Overview

This is a java library for using concepts and constructions from abstract algebra. It is focused on providing code that closely matches the way an algebraist would define things, and providing a framework for checking the implementations for correctness.

For example, a mathematical (abelian) group is a set coupled with an operation plus that is commutative, associative, has an identity element and an inverse. This is exactly how to read the code for algebra.concept.Group:

interface Group<E> extends Set<E> {
	@Commutative @Associative @Identity("zero") @Inverse("neg")
	E plus (E, E);

	E zero ();

	E neg (E e);
}

The key feature here are the annotations @Commutative, @Associative, etc. They are each given executable definitions that can be tested. For example, a binary function f from E x E to R is commutative if f(a,b) equals f(b,a). This is captured by the code for @Commutative (in algebra.properties):

@interface Commutative {

	...
	boolean check(Binary<E,E,R> f, Binary<R,R,Boolean> eq, E a, E b)
	{
		return eq.ap(f.ap(a,b), f.ap(b,a));
	}
}

This framework is supported by a custom annotation processor (in the processor/ directory). This processor ensures that methods annotated with these properties are correctly typed (for example, @Commutative E zero() is nonsense because zero is not a binary relation), and also generates randomized tests that invoke the property definitions.

Source Code

The source code for library is contained in the src/ directory; the processor/ directory contains the annotation processor mentioned above.
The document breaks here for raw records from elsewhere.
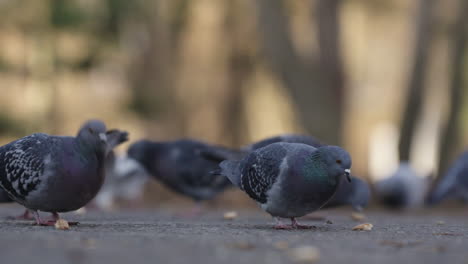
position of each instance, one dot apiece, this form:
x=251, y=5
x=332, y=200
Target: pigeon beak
x=348, y=174
x=103, y=137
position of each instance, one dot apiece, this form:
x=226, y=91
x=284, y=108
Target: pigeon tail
x=231, y=170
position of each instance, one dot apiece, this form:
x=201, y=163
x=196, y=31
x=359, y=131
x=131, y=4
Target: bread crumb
x=231, y=215
x=363, y=227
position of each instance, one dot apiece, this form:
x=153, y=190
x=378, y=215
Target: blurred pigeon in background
x=125, y=181
x=355, y=193
x=180, y=166
x=4, y=198
x=454, y=184
x=289, y=180
x=56, y=173
x=403, y=189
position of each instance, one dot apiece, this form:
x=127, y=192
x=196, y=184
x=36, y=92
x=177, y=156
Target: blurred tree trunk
x=416, y=88
x=152, y=74
x=450, y=134
x=331, y=62
x=319, y=103
x=241, y=66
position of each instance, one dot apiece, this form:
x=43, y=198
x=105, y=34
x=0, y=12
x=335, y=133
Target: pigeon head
x=93, y=134
x=337, y=160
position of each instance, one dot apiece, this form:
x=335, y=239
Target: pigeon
x=288, y=138
x=4, y=198
x=56, y=173
x=180, y=166
x=125, y=181
x=403, y=189
x=355, y=193
x=454, y=184
x=289, y=180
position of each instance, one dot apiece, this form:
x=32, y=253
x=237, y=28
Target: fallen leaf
x=62, y=224
x=363, y=227
x=358, y=216
x=446, y=234
x=306, y=254
x=231, y=215
x=281, y=245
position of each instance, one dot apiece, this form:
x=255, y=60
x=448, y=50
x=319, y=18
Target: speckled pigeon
x=403, y=189
x=454, y=184
x=55, y=173
x=289, y=180
x=355, y=193
x=180, y=166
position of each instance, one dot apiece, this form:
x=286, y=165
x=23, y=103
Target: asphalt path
x=159, y=236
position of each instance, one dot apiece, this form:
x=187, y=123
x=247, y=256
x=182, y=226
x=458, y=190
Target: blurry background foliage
x=384, y=78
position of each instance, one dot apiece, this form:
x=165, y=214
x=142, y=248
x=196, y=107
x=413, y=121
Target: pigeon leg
x=56, y=217
x=25, y=216
x=280, y=225
x=296, y=225
x=51, y=222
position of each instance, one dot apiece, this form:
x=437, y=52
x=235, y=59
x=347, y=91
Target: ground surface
x=153, y=236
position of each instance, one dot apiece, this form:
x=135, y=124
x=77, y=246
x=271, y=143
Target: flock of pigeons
x=289, y=175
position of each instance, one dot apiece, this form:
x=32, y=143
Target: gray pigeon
x=218, y=155
x=55, y=173
x=180, y=166
x=125, y=181
x=454, y=184
x=4, y=198
x=289, y=180
x=355, y=193
x=288, y=138
x=403, y=189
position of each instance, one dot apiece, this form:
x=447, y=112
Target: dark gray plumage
x=355, y=193
x=454, y=184
x=287, y=138
x=55, y=173
x=289, y=180
x=403, y=189
x=180, y=166
x=4, y=198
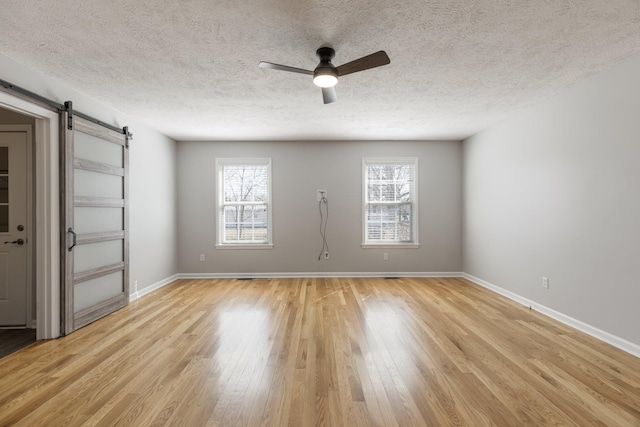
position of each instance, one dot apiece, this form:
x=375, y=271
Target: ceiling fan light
x=325, y=80
x=325, y=77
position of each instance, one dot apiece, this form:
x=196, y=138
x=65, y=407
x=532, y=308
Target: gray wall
x=554, y=192
x=153, y=214
x=298, y=170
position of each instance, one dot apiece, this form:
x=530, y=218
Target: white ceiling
x=190, y=68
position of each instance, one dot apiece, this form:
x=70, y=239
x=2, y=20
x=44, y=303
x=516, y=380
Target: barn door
x=95, y=243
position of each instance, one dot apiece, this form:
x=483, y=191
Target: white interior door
x=95, y=243
x=13, y=229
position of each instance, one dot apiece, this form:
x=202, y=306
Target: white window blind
x=244, y=202
x=390, y=201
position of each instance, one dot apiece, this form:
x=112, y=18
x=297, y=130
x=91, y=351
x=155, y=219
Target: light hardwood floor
x=305, y=352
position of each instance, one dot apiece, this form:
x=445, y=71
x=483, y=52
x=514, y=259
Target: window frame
x=220, y=202
x=393, y=161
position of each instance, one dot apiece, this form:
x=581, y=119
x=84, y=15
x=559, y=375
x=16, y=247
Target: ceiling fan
x=326, y=74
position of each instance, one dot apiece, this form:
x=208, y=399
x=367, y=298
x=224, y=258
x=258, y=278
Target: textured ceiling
x=190, y=68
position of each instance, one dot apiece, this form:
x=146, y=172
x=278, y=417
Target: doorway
x=16, y=288
x=43, y=305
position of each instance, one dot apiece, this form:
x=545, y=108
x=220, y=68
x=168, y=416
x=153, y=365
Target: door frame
x=46, y=212
x=29, y=222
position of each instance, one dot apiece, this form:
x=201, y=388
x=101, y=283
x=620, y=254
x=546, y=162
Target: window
x=244, y=203
x=390, y=201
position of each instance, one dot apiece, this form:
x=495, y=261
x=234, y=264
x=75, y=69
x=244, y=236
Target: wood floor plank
x=322, y=352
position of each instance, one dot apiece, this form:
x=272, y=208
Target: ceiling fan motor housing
x=325, y=71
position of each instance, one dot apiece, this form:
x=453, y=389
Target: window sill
x=241, y=246
x=390, y=245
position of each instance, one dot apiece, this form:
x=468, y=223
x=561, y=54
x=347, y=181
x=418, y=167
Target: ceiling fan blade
x=273, y=66
x=370, y=61
x=329, y=94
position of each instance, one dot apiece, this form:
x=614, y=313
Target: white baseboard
x=296, y=275
x=615, y=341
x=137, y=293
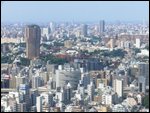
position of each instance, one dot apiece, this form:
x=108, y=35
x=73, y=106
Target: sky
x=45, y=11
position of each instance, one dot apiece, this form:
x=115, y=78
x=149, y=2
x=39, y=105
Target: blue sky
x=45, y=11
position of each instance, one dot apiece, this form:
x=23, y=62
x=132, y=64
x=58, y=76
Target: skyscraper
x=101, y=27
x=143, y=70
x=33, y=36
x=118, y=87
x=39, y=103
x=84, y=30
x=52, y=26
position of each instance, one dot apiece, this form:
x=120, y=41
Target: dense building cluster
x=75, y=67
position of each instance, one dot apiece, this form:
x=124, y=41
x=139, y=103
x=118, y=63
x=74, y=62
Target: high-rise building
x=67, y=73
x=46, y=32
x=143, y=70
x=84, y=30
x=142, y=84
x=39, y=103
x=52, y=26
x=118, y=87
x=68, y=43
x=101, y=27
x=67, y=93
x=90, y=89
x=33, y=36
x=138, y=43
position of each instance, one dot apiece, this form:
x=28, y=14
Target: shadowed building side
x=32, y=36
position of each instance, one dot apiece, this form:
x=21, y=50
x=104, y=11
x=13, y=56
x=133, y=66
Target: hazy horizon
x=77, y=11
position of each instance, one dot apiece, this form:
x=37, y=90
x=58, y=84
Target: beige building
x=32, y=36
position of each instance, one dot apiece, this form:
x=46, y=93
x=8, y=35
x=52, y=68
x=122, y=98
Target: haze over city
x=45, y=11
x=75, y=56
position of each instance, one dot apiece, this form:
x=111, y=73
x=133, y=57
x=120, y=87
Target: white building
x=90, y=89
x=39, y=103
x=69, y=74
x=138, y=43
x=46, y=32
x=118, y=87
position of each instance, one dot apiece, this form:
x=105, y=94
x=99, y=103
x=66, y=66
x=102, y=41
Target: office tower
x=68, y=43
x=60, y=95
x=67, y=93
x=119, y=108
x=85, y=79
x=51, y=84
x=46, y=32
x=24, y=88
x=90, y=89
x=143, y=70
x=33, y=36
x=20, y=80
x=67, y=73
x=111, y=43
x=101, y=27
x=142, y=84
x=33, y=94
x=118, y=87
x=52, y=26
x=39, y=103
x=137, y=43
x=36, y=81
x=12, y=83
x=22, y=107
x=84, y=30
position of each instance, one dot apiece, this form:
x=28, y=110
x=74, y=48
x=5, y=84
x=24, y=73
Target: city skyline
x=74, y=11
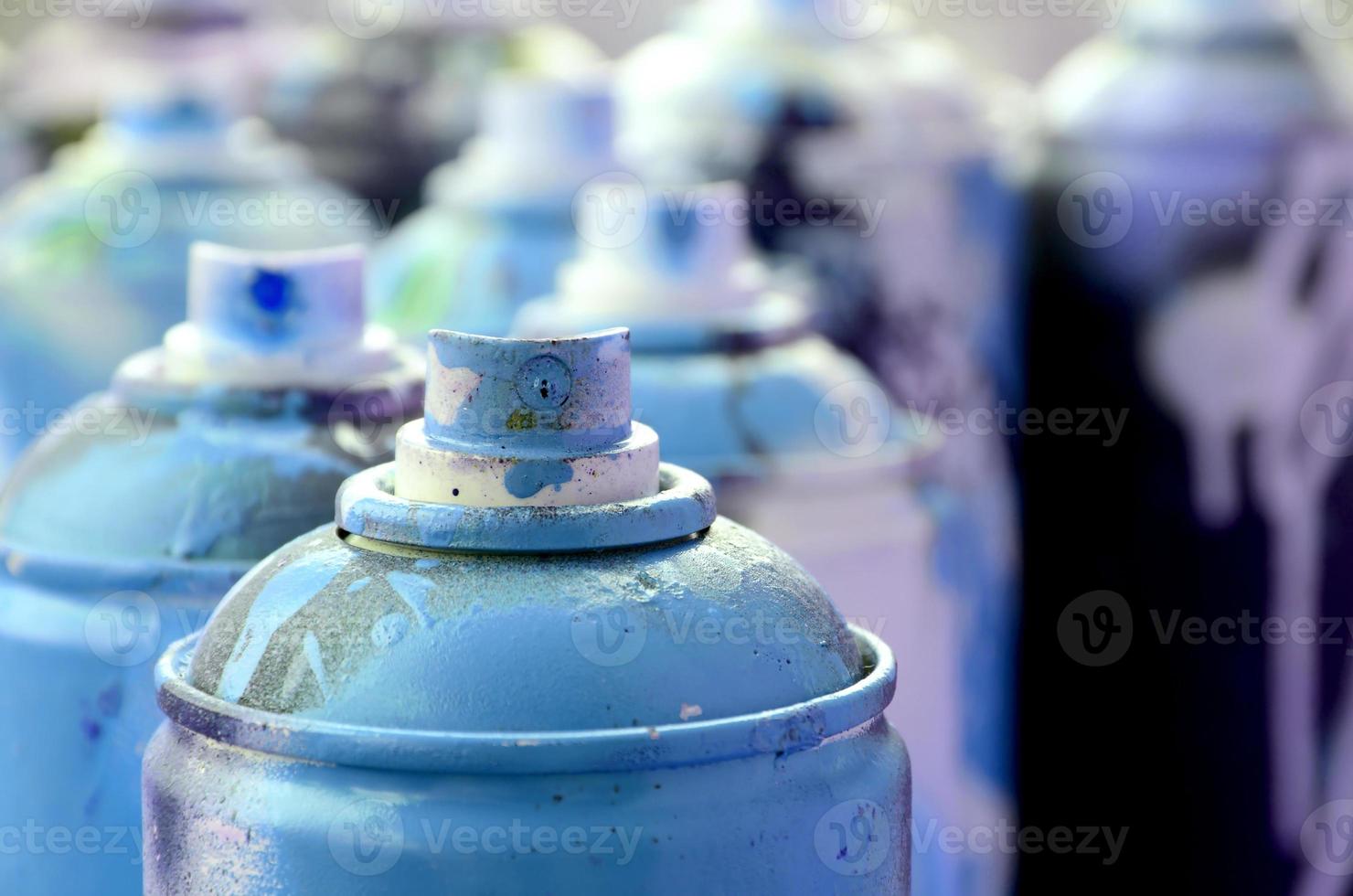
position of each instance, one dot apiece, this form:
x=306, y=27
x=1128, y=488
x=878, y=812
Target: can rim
x=780, y=731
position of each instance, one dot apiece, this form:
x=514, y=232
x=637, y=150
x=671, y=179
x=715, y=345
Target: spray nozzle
x=535, y=422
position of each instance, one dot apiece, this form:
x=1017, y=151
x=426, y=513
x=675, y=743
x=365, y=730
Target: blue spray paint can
x=501, y=217
x=123, y=527
x=93, y=252
x=873, y=152
x=509, y=667
x=804, y=445
x=68, y=68
x=1175, y=143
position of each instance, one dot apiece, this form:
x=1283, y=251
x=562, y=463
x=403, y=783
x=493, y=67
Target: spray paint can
x=93, y=252
x=69, y=68
x=804, y=445
x=1170, y=151
x=501, y=219
x=871, y=149
x=122, y=529
x=379, y=112
x=484, y=676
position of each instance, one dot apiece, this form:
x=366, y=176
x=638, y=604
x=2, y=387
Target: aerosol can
x=380, y=101
x=804, y=445
x=501, y=217
x=93, y=252
x=527, y=656
x=871, y=149
x=69, y=68
x=121, y=531
x=1173, y=149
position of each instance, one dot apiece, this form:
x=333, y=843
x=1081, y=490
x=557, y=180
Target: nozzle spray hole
x=544, y=382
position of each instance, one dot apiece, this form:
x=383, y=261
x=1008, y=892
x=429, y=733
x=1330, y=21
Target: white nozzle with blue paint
x=527, y=422
x=276, y=317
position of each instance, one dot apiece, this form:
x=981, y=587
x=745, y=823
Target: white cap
x=275, y=317
x=538, y=137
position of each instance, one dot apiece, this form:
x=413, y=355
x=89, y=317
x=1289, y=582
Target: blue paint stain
x=527, y=476
x=271, y=292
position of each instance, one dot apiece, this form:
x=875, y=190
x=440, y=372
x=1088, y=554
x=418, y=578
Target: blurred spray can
x=380, y=101
x=1169, y=155
x=804, y=444
x=501, y=219
x=122, y=529
x=76, y=61
x=873, y=151
x=93, y=252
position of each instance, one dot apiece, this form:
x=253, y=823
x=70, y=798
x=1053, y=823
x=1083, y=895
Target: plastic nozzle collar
x=527, y=422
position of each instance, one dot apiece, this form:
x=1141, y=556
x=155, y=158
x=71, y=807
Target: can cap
x=275, y=318
x=527, y=422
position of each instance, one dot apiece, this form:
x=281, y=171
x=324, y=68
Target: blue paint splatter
x=529, y=476
x=271, y=292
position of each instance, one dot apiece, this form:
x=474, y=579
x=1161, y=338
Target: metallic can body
x=757, y=823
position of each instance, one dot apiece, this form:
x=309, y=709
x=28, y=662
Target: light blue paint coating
x=93, y=255
x=355, y=700
x=557, y=656
x=529, y=478
x=115, y=541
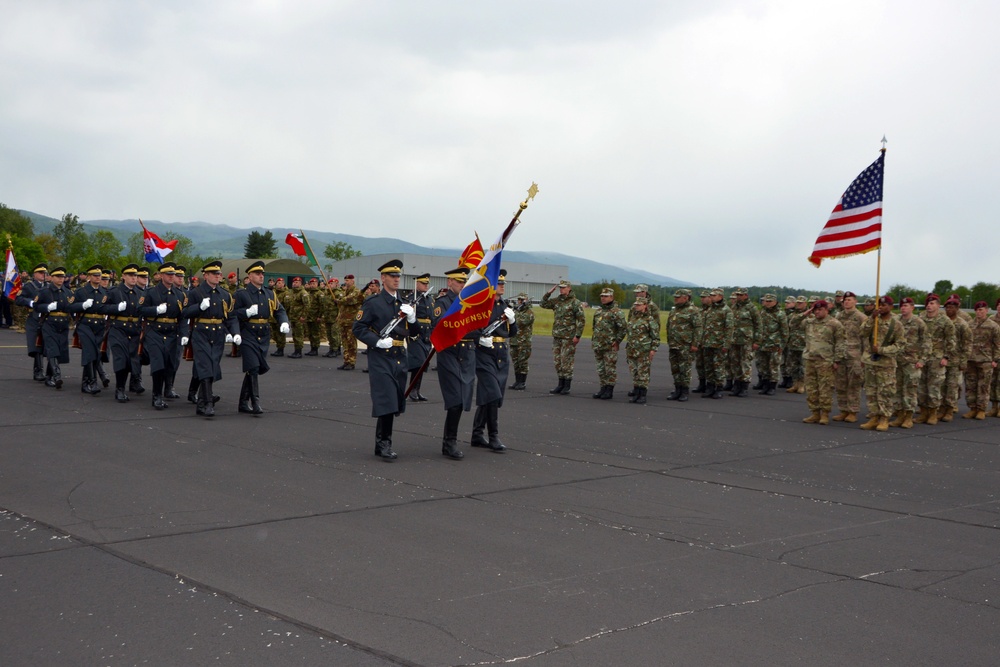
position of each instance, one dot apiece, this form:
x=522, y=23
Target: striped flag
x=855, y=226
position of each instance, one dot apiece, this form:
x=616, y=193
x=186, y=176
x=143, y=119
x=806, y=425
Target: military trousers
x=818, y=376
x=880, y=388
x=564, y=355
x=978, y=375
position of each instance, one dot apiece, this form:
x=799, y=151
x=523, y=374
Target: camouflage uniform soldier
x=941, y=343
x=797, y=344
x=956, y=366
x=520, y=343
x=349, y=300
x=609, y=330
x=279, y=338
x=879, y=359
x=985, y=353
x=773, y=337
x=850, y=374
x=643, y=341
x=297, y=305
x=913, y=356
x=314, y=317
x=746, y=339
x=567, y=327
x=330, y=311
x=823, y=337
x=717, y=336
x=684, y=333
x=699, y=357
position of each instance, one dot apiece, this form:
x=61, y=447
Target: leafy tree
x=260, y=246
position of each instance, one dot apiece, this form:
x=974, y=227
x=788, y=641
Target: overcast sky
x=705, y=140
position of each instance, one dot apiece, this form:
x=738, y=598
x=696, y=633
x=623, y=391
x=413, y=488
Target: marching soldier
x=520, y=342
x=383, y=324
x=643, y=341
x=163, y=329
x=30, y=290
x=492, y=370
x=125, y=332
x=90, y=328
x=567, y=328
x=609, y=329
x=348, y=300
x=56, y=302
x=456, y=367
x=419, y=345
x=255, y=306
x=297, y=305
x=684, y=333
x=985, y=352
x=824, y=350
x=213, y=326
x=879, y=360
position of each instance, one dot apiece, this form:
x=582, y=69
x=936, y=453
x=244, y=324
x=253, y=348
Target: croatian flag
x=11, y=277
x=156, y=249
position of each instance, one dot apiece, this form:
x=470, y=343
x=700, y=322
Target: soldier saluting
x=383, y=324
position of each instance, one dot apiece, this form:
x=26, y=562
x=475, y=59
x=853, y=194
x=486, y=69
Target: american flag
x=855, y=226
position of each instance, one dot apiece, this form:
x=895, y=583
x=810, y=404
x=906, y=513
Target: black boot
x=479, y=428
x=493, y=427
x=449, y=444
x=244, y=405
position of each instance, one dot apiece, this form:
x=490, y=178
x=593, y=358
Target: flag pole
x=878, y=272
x=514, y=222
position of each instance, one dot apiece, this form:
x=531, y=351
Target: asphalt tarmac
x=704, y=533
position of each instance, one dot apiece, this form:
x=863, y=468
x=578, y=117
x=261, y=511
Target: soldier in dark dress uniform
x=492, y=370
x=419, y=345
x=387, y=362
x=213, y=327
x=57, y=303
x=26, y=298
x=456, y=367
x=255, y=305
x=164, y=327
x=124, y=302
x=90, y=328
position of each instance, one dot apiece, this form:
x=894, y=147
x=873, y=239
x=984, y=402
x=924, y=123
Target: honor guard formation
x=911, y=366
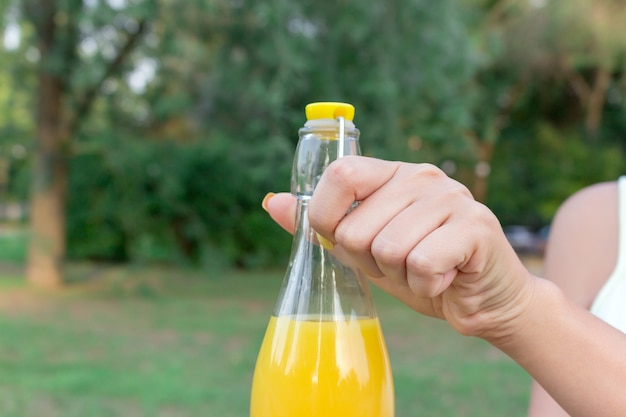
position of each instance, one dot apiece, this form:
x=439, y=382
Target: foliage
x=168, y=202
x=175, y=146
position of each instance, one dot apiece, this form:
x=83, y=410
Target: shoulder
x=583, y=243
x=594, y=199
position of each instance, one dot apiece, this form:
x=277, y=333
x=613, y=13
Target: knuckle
x=352, y=239
x=342, y=171
x=419, y=265
x=387, y=253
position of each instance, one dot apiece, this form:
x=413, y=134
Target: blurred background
x=138, y=138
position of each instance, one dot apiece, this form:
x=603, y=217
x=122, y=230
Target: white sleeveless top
x=610, y=304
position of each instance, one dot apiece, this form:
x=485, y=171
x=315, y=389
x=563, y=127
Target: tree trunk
x=46, y=249
x=595, y=104
x=47, y=208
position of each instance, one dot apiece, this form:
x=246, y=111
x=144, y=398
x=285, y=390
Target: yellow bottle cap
x=329, y=110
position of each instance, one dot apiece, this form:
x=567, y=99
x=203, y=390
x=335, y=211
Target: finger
x=393, y=244
x=430, y=209
x=282, y=209
x=349, y=179
x=455, y=248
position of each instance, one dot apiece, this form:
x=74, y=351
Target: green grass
x=157, y=342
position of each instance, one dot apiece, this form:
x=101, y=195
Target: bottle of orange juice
x=323, y=354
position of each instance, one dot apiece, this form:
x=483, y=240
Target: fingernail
x=266, y=199
x=326, y=244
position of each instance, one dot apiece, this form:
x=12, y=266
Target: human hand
x=420, y=236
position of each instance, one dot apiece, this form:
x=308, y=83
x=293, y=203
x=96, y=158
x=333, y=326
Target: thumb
x=282, y=209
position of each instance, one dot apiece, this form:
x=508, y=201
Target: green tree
x=69, y=77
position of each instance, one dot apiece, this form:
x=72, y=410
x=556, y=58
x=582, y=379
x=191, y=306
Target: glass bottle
x=323, y=354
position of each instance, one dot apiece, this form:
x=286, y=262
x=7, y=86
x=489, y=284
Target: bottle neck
x=317, y=285
x=320, y=144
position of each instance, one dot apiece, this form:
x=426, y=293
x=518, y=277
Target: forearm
x=577, y=358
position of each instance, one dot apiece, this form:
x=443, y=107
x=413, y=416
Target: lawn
x=130, y=341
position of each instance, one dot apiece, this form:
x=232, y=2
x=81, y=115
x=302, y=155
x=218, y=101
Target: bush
x=169, y=202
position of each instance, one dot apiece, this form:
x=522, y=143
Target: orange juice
x=322, y=369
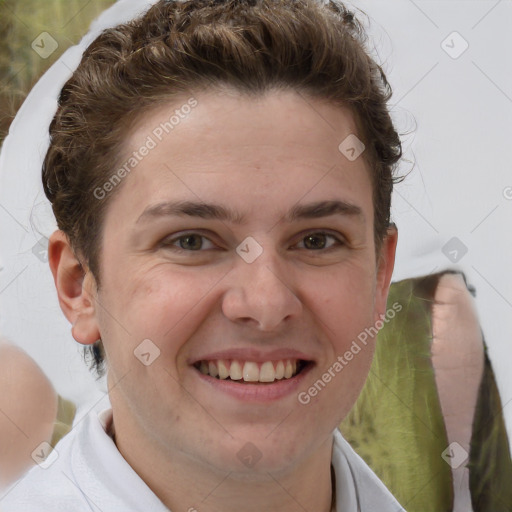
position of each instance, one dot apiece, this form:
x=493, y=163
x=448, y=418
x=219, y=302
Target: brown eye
x=192, y=242
x=318, y=241
x=188, y=242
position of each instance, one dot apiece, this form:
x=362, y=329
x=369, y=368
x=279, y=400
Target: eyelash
x=169, y=243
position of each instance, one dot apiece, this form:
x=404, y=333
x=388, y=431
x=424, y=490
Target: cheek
x=158, y=303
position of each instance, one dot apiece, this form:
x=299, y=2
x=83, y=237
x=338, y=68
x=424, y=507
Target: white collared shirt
x=90, y=475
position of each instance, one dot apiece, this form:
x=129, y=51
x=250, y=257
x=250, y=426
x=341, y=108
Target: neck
x=186, y=484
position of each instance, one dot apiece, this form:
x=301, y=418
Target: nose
x=261, y=293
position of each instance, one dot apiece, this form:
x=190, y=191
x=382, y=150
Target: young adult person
x=221, y=175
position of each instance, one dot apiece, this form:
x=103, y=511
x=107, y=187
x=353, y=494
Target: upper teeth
x=249, y=371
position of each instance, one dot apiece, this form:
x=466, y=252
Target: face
x=276, y=276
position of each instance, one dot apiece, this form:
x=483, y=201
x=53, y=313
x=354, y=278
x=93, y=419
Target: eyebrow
x=203, y=210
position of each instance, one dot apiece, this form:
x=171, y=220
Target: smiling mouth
x=252, y=372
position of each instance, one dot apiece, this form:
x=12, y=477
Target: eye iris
x=315, y=244
x=187, y=239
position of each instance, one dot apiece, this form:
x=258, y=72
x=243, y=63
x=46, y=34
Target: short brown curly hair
x=254, y=46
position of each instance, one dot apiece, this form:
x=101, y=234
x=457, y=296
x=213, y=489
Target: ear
x=76, y=288
x=385, y=265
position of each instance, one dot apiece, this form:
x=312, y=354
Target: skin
x=458, y=359
x=179, y=434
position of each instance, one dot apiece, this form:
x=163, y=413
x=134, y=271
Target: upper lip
x=247, y=354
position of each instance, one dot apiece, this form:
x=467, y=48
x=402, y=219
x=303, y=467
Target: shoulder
x=49, y=485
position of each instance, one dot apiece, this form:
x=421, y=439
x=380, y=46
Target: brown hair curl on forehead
x=252, y=46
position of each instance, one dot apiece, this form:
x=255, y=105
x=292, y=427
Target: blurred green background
x=23, y=24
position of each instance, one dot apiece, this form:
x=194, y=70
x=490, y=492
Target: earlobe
x=74, y=288
x=386, y=265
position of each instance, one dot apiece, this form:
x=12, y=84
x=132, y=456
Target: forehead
x=221, y=145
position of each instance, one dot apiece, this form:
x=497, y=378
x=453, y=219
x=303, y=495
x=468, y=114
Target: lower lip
x=257, y=392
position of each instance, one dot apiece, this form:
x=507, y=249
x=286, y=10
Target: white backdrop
x=450, y=68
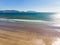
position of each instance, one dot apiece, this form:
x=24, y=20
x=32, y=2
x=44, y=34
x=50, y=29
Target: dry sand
x=27, y=34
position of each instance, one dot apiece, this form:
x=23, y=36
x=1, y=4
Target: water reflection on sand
x=56, y=41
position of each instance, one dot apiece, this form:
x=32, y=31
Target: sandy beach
x=24, y=33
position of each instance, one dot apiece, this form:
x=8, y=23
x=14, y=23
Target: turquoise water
x=52, y=19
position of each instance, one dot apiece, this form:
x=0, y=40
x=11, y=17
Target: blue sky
x=35, y=5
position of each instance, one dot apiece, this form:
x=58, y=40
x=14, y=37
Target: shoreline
x=12, y=33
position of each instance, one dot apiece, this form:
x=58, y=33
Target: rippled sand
x=27, y=34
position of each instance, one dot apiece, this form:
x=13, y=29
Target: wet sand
x=24, y=33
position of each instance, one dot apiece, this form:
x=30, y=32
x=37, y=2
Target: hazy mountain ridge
x=16, y=11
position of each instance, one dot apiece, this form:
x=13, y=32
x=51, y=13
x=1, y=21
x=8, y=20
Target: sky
x=32, y=5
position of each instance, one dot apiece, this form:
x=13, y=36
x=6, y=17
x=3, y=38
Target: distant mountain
x=9, y=11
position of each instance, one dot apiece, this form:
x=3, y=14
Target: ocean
x=52, y=19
The com.mdgeorge.geometry package contains geometric constructions that make use of the com.mdgeorge.algebra classes. They can serve as an example of how to use the library. The algebra package contains the meat of the library:

• com.mdgeorge.concept contains interfaces defining the algebraic concepts: Group, Ring, Module, etc.
• com.mdgeorge.properties contains annotation classes that define properties of methods, such as @Commutative, @Associative, etc.
• com.mdgeorge.construction contains number types that instantiate the algebraic concepts. Some, such as Z (the integers), Q (the rationals) and Float are used to handle Java's built in numbers. Others (such as FieldOfFractions) can be parameterized by another number type.
• com.mdgeorge.adapter contains utility classes that wrap number types and add useful methods. For example, the OrderedField interface provides an inverse method, but not a division method. OrderedFieldUtils wraps an OrderedField and adds a division method. It also adapts the OrderedField to the java.util.Comparator interface, since the two types are equivalent but defined differently.

Building

Just run ant in the top directory.